Wednesday, July 14, 2010

The Moralistic Fallacy

The following quotes are considered patently idiotic by TalkingPointsMemo:

"I've literally had construction companies tell me, 'I can't get people to come back to work until...they say, I'll come back to work when unemployment runs out.'"
~Pennsylvania Attorney General Tom Corbett

"As bad as it sounds, ultimately we do have to sometimes accept a wage that's less than we had at our previous job in order to get back to work and allow the economy to get started again. Nobody likes that, but it may be one of the tough love things that has to happen."
~Rand Paul, the Republican nominee for senator of Kentucky

"continuing to pay people unemployment compensation is a disincentive for them to seek new work."
~Sen. Jon Kyl (R-AZ)

"facilitating the problem if you give an animal or a person ample food supply," he said. "They will reproduce, especially ones that don't think too much further than that. And so what you've got to do is you've got to curtail that type of behavior. They don't know any better."
~South Carolina Lt. Gov. Andre Bauer

I suppose they wish to presume that incentives don't matter and that no one should have to work for less than what their previous mortgage-banking job paid them, even if that job was, in retrospect, purely counterproductive. Why not also think that Madoff's investors should be able to peg their portfolio statements at their high water mark, and to suggest otherwise is mean-spirited lunacy?

Prior to this recession, it was generally acknowledged that increases in welfare increased unemployment spells. Now, saying such a thing is considered taboo, like saying that statistically, it's possible that women aren't as dominant at math at the highest levels (Larry Summers seems to have two opinions on all these subject)

7 comments:

Dave said...

Frontal assaults here are counterproductive. There's a better way to advocate for more rational policies. Instead of noting the disincentive impacts of unemployment checks, you could note that a lump sum might give the unemployed the critical mass of cash they need to, say, move to a place with better job prospects.

If memory serves, President Bush (43) proposed something along these lines, though it was never implemented.

Anonymous said...

Comparing people to animals is bit too much. Other than that I think some of the comments make sense. But don't you think that the worst economic downturn in 30 years could change normal economic relationships? Take incentives, unemployment benefits on average are abotu $290 a week, slightly lower than minimum wage. Are you telling me that a non-min wage worker would not take job at $14 hr when there is such uncertainty in economy. At close to 10% unemployment rate, how does anyone know that they'll have a job 6 months later when their unemployment runs out? Wouldn't the rational thing to do is to secure a job now (that is of course assuming these are human beings and not animals)?

I am just curious, what you think the unemployment rate would be right now if we did not have unemployment insurance? 8%? 5%?

Eric Falkenstein said...

well, we are animals--we like warmth, food, sex--and respond to incentives like pigeons. Sure, we have other aims most animals don't--meaning of life stuff--but to say people will respond like strays to indiscriminate rewards is more true than untrue.
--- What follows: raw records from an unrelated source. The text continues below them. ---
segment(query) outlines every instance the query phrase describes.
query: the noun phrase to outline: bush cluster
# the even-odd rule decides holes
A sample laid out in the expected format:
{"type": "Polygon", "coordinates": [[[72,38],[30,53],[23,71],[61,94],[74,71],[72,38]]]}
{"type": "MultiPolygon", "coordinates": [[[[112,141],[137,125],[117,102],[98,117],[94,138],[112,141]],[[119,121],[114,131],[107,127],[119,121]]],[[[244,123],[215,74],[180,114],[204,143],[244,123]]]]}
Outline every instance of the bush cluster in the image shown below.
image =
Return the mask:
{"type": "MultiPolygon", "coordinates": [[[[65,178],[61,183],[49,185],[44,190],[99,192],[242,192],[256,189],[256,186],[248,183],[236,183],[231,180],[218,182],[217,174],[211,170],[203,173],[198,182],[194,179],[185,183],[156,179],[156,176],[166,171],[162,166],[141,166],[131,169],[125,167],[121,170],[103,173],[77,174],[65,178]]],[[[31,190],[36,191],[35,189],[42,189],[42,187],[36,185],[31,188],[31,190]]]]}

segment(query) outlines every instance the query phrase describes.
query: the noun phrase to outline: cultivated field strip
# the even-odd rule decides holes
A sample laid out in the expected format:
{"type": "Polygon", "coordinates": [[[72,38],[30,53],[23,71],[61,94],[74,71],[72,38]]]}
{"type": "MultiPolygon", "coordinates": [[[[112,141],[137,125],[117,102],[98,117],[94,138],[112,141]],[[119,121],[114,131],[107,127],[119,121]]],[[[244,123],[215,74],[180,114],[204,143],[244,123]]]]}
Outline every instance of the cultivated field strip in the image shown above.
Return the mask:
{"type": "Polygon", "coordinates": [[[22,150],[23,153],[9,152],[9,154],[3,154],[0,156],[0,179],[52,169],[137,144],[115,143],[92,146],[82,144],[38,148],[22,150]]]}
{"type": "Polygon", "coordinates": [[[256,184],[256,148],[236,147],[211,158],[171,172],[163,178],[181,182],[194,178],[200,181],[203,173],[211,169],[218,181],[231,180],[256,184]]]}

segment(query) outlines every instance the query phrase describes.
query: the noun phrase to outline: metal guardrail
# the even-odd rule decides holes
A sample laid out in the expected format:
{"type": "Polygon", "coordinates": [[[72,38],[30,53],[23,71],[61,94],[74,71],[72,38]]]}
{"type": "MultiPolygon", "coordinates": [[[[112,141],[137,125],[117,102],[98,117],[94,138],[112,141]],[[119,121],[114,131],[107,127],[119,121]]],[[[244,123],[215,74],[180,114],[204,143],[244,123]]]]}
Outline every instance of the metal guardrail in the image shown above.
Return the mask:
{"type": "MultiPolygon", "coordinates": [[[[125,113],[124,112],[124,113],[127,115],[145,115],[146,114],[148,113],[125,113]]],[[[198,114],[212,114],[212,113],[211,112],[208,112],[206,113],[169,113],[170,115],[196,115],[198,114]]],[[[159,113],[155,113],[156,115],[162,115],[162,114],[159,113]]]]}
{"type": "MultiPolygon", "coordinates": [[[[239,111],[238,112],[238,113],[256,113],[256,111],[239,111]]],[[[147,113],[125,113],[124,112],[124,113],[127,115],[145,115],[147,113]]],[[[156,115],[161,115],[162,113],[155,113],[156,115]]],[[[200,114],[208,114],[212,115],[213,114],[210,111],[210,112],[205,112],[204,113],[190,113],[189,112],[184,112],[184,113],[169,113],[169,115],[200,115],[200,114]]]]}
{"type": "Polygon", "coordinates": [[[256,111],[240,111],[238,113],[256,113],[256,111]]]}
It's likely that unemployment would be lower without all the increases in unemployment insurance.

Isegoria said...

What is the rationale for making unemployment benefits a grant and not a loan?

Dave said...

"What is the rationale for making unemployment benefits a grant and not a loan?"

It's neither a grant nor a loan, technically; it's an insurance payout. Employees pay unemployment insurance premiums while they're working.

Dave said...

"At close to 10% unemployment rate, how does anyone know that they'll have a job 6 months later when their unemployment runs out?"

Unemployment has been extended well beyond 6 months I think, with Emergency Unemployment Compensation, and a recipient can probably earn more in fewer hours by combining it with a few hours of off-the-books work. Besides, a lot of low end jobs are unpleasant and difficult*, so getting paid to not work for months is attractive.

*Watch the CEO of Hooters fail as a busboy on Undercover Boss.

Isegoria said...

Well, yes, of course unemployment benefits are nominally insurance payouts — but I can't imagine too many insurance companies structuring a policy to be so susceptible to moral hazard.

If the goal is to get people through a rough patch, why give them money outright, when we could help more people, more efficiently, by loaning them (more) money?